I lavori di adeguamento della rete ferroviaria in Italia finanziati dal PNRR potrebbero sortire un paradossale effetto negativo. E, insieme alla mancanza di informazioni circa lo stato di attuazione della misura di sostegno “Ferrobonus”, al perdurare della crisi energetica e alla burocrazia che affligge il settore, preoccupa fortemente le Associazioni di categoria Assoferr, Fermerci e FerCargo. Ne parliamo con il segretario generale di Fermerci, Luigi Rizzi. 

Cosa c’è all’origine delle vostre preoccupazioni?

Da mesi il cluster ferroviario sta chiedendo l’apertura di un tavolo di confronto sulla questione delle interruzioni ferroviarie. Per fortuna è stata avviata una mole di investimenti di portata epocale grazie alle risorse messe a disposizione dal PNRR ma il settore paradossalmente rischia di uscirne fortemente danneggiato. 

Perché? 

I lavori sulla rete determinano una serie di interruzione sul servizio. Il gestore si sta oggettivamente prodigando per contemperare le rispettive esigenze degli operatori e dell’avanzamento delle opere ma, altrettanto oggettivamente, siamo penalizzati dalla situazione con ripercussioni che si trasmettono fino al cliente. Il rischio è che, una volta modernizzata la rete, nel 2026 ci si ritrovi con meno operatori attivi e meno traffico. 

Cosa chiedete? 

Una soluzione potrebbe essere l’istituzione di un fondo complementare per mitigare gli effetti negativi e tamponare le esternalità fino alla chiusura dei cantieri. Tra l’altro con l’ultimo provvedimento dell’ART che dichiara la parte del pedaggio b, cioè la ability to pay, adattabile alla contingenza, ci sarebbe anche un quadro normativo pienamente aderente alla richiesta.  

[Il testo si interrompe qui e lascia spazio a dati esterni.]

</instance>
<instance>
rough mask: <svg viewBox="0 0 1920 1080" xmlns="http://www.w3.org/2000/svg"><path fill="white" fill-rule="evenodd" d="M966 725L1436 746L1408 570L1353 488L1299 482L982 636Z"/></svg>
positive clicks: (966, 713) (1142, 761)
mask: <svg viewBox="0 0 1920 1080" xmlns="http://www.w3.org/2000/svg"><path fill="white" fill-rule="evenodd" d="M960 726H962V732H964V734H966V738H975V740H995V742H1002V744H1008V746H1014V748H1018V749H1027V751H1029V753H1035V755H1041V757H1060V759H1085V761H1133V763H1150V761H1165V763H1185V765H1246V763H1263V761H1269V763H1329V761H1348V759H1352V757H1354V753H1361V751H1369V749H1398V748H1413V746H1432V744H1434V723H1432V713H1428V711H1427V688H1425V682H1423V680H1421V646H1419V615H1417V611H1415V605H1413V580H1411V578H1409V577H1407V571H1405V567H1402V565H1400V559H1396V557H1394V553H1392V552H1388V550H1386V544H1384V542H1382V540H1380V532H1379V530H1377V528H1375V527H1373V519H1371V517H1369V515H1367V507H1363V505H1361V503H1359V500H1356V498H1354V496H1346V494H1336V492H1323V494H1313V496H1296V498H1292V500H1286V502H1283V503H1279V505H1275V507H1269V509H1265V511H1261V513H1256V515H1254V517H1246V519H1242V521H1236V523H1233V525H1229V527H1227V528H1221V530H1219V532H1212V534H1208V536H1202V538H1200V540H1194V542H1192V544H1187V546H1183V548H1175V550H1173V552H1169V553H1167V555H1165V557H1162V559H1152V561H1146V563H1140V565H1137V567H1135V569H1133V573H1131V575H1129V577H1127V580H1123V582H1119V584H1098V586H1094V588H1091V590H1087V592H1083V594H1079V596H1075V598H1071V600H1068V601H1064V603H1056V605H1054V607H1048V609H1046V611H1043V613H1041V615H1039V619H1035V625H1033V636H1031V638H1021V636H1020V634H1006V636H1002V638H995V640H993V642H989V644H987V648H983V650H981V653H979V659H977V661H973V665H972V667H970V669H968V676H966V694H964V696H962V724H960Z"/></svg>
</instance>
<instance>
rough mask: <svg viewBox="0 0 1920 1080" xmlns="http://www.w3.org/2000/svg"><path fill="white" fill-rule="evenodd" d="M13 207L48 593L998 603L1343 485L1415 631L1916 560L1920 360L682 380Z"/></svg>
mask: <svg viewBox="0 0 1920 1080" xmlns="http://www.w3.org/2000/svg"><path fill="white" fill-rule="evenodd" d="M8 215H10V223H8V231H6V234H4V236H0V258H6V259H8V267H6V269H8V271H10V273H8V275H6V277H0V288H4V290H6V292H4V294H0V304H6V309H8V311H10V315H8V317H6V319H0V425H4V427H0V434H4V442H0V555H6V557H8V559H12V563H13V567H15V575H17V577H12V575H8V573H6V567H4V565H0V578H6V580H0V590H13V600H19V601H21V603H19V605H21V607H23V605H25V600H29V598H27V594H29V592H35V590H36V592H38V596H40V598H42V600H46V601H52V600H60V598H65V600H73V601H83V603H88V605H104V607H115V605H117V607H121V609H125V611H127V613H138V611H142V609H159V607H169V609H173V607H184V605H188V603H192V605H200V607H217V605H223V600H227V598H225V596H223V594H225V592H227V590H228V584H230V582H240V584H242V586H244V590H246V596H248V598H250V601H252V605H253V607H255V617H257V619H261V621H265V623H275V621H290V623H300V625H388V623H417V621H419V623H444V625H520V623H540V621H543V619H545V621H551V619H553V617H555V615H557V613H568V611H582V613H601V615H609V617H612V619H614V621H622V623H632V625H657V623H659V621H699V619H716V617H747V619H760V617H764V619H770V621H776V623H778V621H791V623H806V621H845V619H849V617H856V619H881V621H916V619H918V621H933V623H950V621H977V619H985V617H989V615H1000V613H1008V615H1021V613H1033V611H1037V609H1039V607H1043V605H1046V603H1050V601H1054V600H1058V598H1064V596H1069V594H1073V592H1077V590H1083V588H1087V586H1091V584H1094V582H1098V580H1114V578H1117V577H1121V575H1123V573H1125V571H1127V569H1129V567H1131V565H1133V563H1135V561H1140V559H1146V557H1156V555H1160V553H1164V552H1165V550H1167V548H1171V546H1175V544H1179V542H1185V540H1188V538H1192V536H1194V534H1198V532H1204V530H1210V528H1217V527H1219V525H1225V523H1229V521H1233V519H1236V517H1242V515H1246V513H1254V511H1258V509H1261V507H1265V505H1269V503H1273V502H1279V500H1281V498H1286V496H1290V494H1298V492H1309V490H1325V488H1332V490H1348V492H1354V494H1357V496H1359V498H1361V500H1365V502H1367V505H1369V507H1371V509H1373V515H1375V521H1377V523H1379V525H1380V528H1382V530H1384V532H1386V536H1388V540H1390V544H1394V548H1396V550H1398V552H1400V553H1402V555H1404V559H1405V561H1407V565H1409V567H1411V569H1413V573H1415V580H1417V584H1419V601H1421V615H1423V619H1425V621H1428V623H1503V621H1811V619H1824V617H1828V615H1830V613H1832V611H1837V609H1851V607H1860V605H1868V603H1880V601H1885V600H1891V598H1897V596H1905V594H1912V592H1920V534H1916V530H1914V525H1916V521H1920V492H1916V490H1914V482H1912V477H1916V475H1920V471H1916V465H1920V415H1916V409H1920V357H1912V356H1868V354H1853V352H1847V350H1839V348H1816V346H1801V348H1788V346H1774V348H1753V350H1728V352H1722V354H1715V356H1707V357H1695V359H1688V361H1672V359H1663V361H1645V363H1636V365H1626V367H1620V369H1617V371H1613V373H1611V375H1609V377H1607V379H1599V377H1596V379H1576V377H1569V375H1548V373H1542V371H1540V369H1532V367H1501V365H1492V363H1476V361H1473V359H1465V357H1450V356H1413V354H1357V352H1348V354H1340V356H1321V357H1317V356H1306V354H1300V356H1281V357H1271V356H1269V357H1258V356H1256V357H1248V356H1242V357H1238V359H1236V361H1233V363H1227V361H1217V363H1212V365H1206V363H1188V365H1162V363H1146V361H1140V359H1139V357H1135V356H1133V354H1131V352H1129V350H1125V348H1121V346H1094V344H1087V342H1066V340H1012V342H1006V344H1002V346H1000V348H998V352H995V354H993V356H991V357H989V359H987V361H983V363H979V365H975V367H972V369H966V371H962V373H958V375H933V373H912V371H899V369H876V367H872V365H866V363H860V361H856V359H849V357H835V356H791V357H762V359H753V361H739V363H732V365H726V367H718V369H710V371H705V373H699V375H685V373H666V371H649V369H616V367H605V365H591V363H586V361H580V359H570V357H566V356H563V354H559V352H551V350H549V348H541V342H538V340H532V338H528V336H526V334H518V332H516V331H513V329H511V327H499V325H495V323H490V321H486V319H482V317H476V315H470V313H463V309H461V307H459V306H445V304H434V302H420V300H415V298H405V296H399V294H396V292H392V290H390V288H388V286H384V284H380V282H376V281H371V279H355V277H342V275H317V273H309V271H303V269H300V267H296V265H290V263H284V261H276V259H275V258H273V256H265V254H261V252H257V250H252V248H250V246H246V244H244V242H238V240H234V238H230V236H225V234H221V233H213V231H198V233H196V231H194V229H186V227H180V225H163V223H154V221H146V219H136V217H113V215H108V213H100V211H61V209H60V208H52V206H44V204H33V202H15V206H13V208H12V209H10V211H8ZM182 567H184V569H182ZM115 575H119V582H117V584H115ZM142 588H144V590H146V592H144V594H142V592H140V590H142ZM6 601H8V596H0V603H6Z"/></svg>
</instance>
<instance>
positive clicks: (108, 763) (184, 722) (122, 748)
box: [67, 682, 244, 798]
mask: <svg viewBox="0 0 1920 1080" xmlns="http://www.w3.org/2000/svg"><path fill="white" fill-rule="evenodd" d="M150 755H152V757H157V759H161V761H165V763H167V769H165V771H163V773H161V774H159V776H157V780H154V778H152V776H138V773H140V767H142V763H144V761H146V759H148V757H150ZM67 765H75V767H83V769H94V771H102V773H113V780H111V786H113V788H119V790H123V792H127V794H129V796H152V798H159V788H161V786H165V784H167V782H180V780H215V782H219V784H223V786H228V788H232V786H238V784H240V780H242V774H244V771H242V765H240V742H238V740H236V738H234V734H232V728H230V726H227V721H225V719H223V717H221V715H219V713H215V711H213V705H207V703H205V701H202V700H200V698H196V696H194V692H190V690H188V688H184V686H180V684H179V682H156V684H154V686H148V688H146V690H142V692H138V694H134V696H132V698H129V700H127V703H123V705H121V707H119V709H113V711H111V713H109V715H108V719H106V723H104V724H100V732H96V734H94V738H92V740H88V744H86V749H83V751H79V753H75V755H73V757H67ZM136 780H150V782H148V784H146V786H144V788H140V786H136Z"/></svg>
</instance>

È già stato quantificato l’ammontare dell’eventuale fondo?

Non ancora, si tratta di calcoli difficili che dipendono dal criterio usato per rivalersi sulla parte del pedaggio. Anche per questo, infatti, chiediamo l’apertura del tavolo di confronto. Ciò di cui abbiamo piena contezza sono i giorni di interruzione. Per il 2023 dagli ultimi dati si parla circa 3mila giorni, ovviamente calcolati su tutte le linee con situazioni in cui si attiva fino al 50% di riduzione della capacità. Francamente, troppo.